La question de la justice est centrale: on paiera pour ses ancêtres s’il y a échappé. L’arbre généalogique est en effet un système d’équilibre, et la question de la justice est très présente tout comme dans notre quotidien, c’est ce qui nous permet de faire société. Mais la « faute d’un ancêtre », pour reprendre le titre du livre de Nina Canault, aussi connu que celui d’Anne Ancelin Schüzenberger, se manifeste sous des formes plus complexes que : il paiera. Souvent, le travail sur l’arbre consiste à explorer un récit familial qui s’est employé à dissimuler la faute ou bien à mesurer l’impact des injustices subies par ses ancêtres sur le présent de la personne qui consulte et à mettre en place des réparations symboliques.

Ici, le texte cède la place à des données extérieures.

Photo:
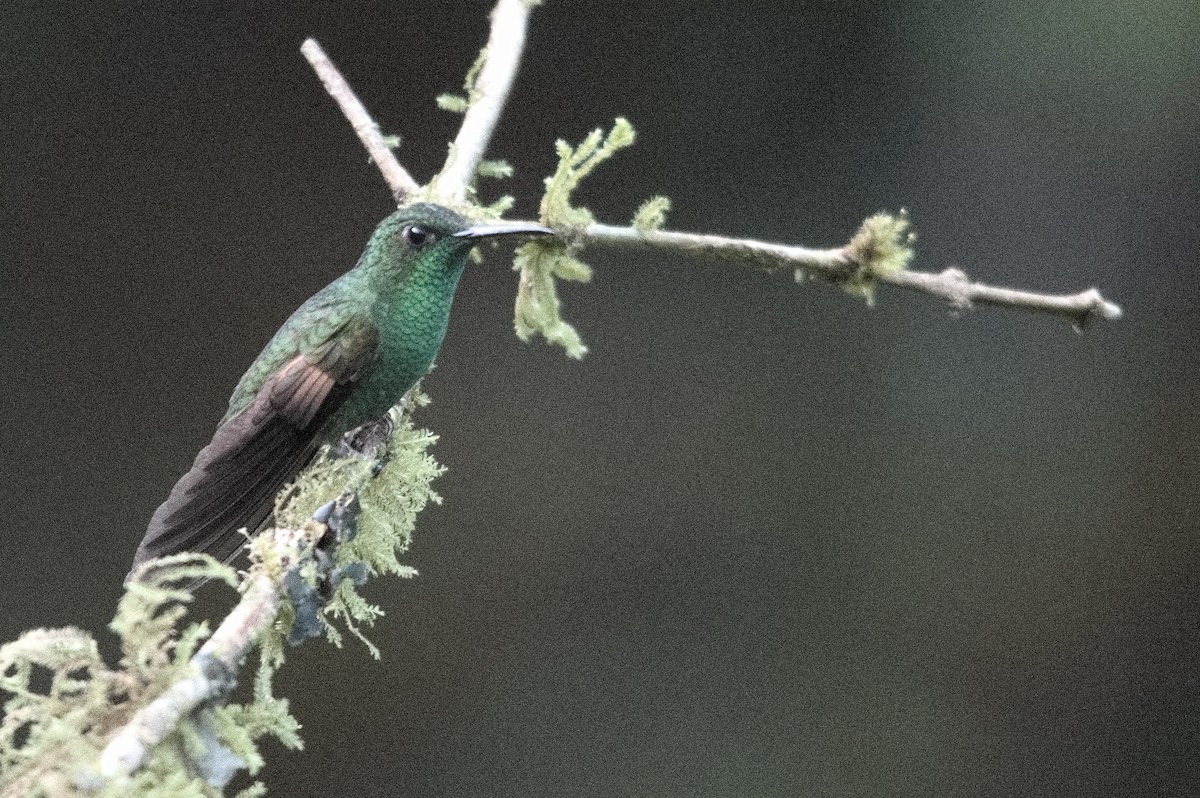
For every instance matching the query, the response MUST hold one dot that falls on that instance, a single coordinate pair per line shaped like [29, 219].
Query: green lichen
[881, 246]
[66, 701]
[390, 498]
[652, 215]
[544, 262]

Un grand nombre d’arguments sont comme jetés en vrac. Ils relèvent tous finalement de la peur de la prise de pouvoir sur autrui, contre quoi lutte leur association. On y trouve: risques de dérives sectaires, abandons de soins médicaux, manipulation, pratique divinatoire, rupture avec la famille ou au contraire attitude inquisitrice. C’est vrai, les abus de pouvoir existent, dans tous les domaines des activités humaines, et les thérapeutes, transgénérationnels ou non, n’échappent pas à la règle. Le rapport du thérapeute au pouvoir – et à l’autorité, son corollaire - est même selon moi le premier critère à prendre en compte dans le choix de s’engager dans un travail qui est aussi une relation. Cela ne vaut pas la peine pour autant de disqualifier par des techniques manipulatoires une mouvance.

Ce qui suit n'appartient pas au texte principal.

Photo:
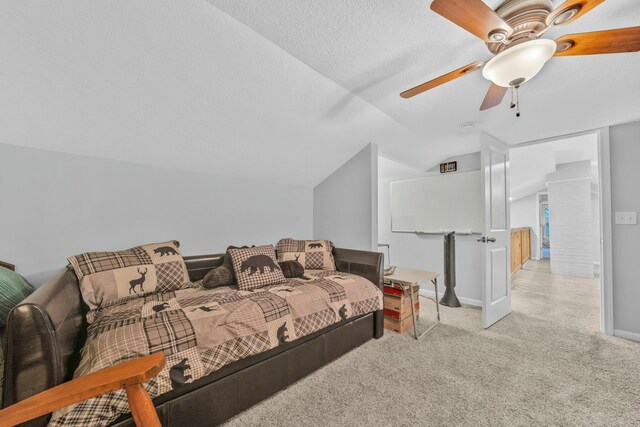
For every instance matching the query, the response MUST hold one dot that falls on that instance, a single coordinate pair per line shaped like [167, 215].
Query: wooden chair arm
[128, 375]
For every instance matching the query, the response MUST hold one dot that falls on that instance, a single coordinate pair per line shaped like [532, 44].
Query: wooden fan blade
[598, 42]
[472, 15]
[580, 6]
[494, 97]
[442, 79]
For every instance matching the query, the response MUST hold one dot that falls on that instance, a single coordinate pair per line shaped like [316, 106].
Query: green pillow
[13, 289]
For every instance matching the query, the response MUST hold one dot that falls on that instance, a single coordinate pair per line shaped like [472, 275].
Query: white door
[496, 241]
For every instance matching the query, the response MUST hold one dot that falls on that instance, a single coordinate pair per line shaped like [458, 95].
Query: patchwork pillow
[222, 275]
[291, 269]
[255, 267]
[219, 276]
[106, 277]
[312, 254]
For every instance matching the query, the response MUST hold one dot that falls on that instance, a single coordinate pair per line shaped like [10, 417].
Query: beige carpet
[544, 364]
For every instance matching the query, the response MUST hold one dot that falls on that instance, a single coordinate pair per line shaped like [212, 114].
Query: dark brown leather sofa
[46, 331]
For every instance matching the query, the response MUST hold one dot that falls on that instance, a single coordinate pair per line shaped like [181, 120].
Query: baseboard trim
[626, 335]
[468, 301]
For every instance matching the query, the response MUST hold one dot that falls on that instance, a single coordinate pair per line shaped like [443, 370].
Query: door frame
[606, 232]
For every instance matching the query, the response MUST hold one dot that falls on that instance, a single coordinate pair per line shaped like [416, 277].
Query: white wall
[427, 251]
[595, 234]
[524, 213]
[570, 219]
[624, 143]
[345, 203]
[55, 205]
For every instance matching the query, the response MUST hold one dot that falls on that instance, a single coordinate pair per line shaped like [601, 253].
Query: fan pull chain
[515, 104]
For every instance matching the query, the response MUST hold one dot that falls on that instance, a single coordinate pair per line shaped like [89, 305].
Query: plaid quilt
[201, 330]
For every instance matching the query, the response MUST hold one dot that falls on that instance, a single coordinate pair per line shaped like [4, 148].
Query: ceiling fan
[512, 33]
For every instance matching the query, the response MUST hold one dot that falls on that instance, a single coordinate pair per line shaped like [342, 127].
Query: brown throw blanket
[201, 330]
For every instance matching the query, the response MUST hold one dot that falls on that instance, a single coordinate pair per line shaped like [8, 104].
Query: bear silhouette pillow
[108, 277]
[312, 254]
[255, 267]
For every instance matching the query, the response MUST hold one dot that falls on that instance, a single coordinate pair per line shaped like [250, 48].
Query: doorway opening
[555, 197]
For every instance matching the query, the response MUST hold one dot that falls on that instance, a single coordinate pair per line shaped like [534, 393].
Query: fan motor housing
[528, 18]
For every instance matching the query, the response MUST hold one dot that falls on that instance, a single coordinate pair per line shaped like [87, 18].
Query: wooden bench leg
[142, 409]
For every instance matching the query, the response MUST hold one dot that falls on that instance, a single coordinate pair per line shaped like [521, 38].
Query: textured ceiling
[378, 48]
[278, 90]
[177, 84]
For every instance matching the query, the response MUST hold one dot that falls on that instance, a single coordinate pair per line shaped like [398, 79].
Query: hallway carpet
[545, 364]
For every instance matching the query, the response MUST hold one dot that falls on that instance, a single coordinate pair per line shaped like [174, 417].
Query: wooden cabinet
[520, 247]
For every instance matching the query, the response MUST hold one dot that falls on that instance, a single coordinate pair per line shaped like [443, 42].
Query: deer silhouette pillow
[109, 277]
[255, 267]
[312, 254]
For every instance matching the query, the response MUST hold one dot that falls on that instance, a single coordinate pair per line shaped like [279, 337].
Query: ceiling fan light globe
[519, 63]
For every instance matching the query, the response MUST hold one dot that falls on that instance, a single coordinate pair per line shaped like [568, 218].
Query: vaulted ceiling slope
[277, 90]
[378, 48]
[178, 84]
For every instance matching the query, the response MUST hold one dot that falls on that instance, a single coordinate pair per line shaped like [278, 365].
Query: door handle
[484, 239]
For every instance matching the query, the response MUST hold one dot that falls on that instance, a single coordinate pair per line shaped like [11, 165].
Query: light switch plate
[627, 218]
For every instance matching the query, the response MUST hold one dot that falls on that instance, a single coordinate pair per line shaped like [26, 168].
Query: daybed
[46, 332]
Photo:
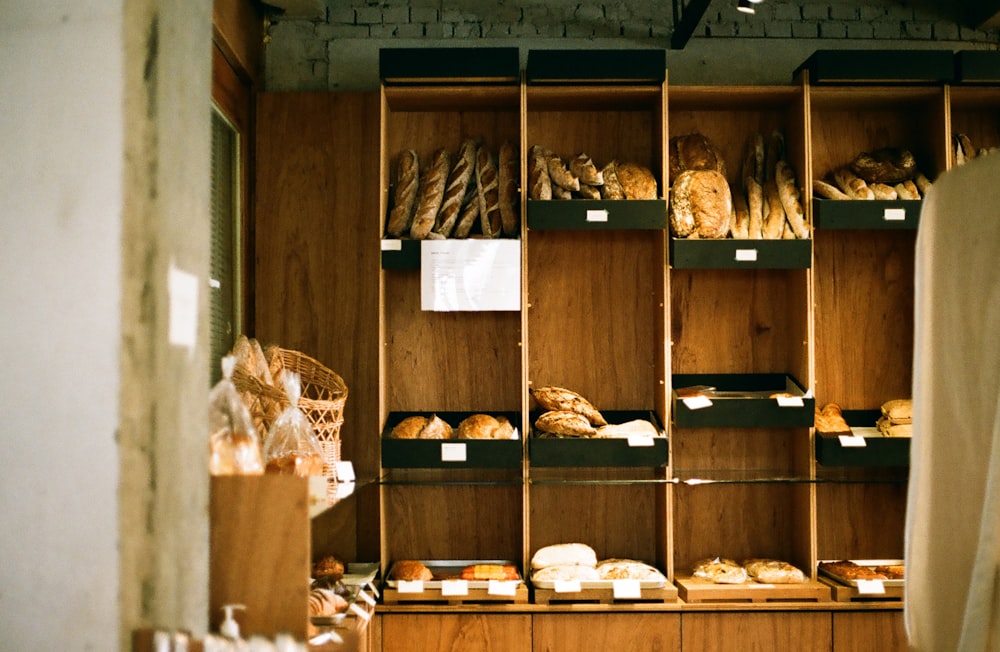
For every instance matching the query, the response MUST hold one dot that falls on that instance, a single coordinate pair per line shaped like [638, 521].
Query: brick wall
[337, 46]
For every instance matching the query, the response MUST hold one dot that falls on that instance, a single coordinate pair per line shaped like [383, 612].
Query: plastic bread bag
[292, 447]
[234, 448]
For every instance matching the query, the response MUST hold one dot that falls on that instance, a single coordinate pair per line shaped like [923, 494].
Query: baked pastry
[886, 165]
[405, 194]
[455, 190]
[637, 181]
[566, 423]
[627, 569]
[563, 554]
[411, 570]
[700, 205]
[830, 420]
[773, 571]
[550, 397]
[720, 571]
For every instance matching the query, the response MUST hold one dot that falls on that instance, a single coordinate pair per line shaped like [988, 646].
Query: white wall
[61, 175]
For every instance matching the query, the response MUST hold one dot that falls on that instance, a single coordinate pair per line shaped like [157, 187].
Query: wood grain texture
[878, 631]
[455, 633]
[756, 632]
[600, 632]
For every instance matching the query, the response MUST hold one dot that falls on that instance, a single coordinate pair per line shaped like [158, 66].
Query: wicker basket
[322, 398]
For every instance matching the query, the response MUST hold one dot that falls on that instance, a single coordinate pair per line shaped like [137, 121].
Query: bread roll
[561, 175]
[432, 185]
[488, 184]
[612, 188]
[564, 554]
[405, 195]
[637, 181]
[582, 166]
[508, 175]
[455, 189]
[700, 205]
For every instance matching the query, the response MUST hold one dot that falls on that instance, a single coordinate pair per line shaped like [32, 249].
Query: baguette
[509, 177]
[489, 193]
[455, 188]
[431, 194]
[405, 196]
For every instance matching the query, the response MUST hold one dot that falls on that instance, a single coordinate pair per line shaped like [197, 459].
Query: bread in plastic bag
[291, 447]
[234, 448]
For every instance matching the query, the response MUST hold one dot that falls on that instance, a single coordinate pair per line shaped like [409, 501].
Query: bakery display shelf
[446, 587]
[864, 446]
[879, 67]
[866, 214]
[450, 453]
[767, 400]
[697, 590]
[469, 65]
[597, 214]
[605, 593]
[687, 253]
[545, 450]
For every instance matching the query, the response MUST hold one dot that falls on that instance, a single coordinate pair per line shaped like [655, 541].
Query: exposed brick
[833, 29]
[805, 30]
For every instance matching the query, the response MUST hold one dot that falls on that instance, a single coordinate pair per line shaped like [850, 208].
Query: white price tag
[852, 441]
[626, 589]
[697, 402]
[502, 587]
[871, 587]
[640, 441]
[410, 586]
[452, 452]
[567, 586]
[455, 587]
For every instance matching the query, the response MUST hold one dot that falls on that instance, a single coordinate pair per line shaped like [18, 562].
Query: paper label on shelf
[566, 586]
[697, 402]
[871, 587]
[852, 441]
[502, 587]
[470, 275]
[454, 587]
[626, 589]
[452, 452]
[639, 441]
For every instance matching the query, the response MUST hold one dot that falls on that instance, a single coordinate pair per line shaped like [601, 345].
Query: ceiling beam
[686, 19]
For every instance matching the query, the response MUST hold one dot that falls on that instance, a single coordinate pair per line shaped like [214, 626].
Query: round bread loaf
[700, 205]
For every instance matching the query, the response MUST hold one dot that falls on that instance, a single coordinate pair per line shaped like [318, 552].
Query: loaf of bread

Anne-Ancelin, citée au premier chapitre, appelait à distinguer les bons thérapeutes des imposteurs et Nicolas Gaillard fait observer qu’il est difficile de faire la distinction entre une bonne et une mauvaise pratique. Il ne souscrit pas à la solution consistant à être vigilant sur les formations et du point de vue des praticiens. Les psychogénéalogistes, selon lui, ne constituent pas un groupe homogène qui pourrait statuer sur des critères de qualité, de même qu’un titre de médecin psychiatre ou de psychologue ne protège pas des dérapages, d’où l’importance du travail que mène son association… Les thérapeutes qui travaillent sur ou avec le transgénérationnel n’avons jamais l’occasion d’échanger entre nous mais nous avons tous été formé de manière identifiée et je me demande si, au contraire, notre « mouvance » n’est pas plutôt très homogène.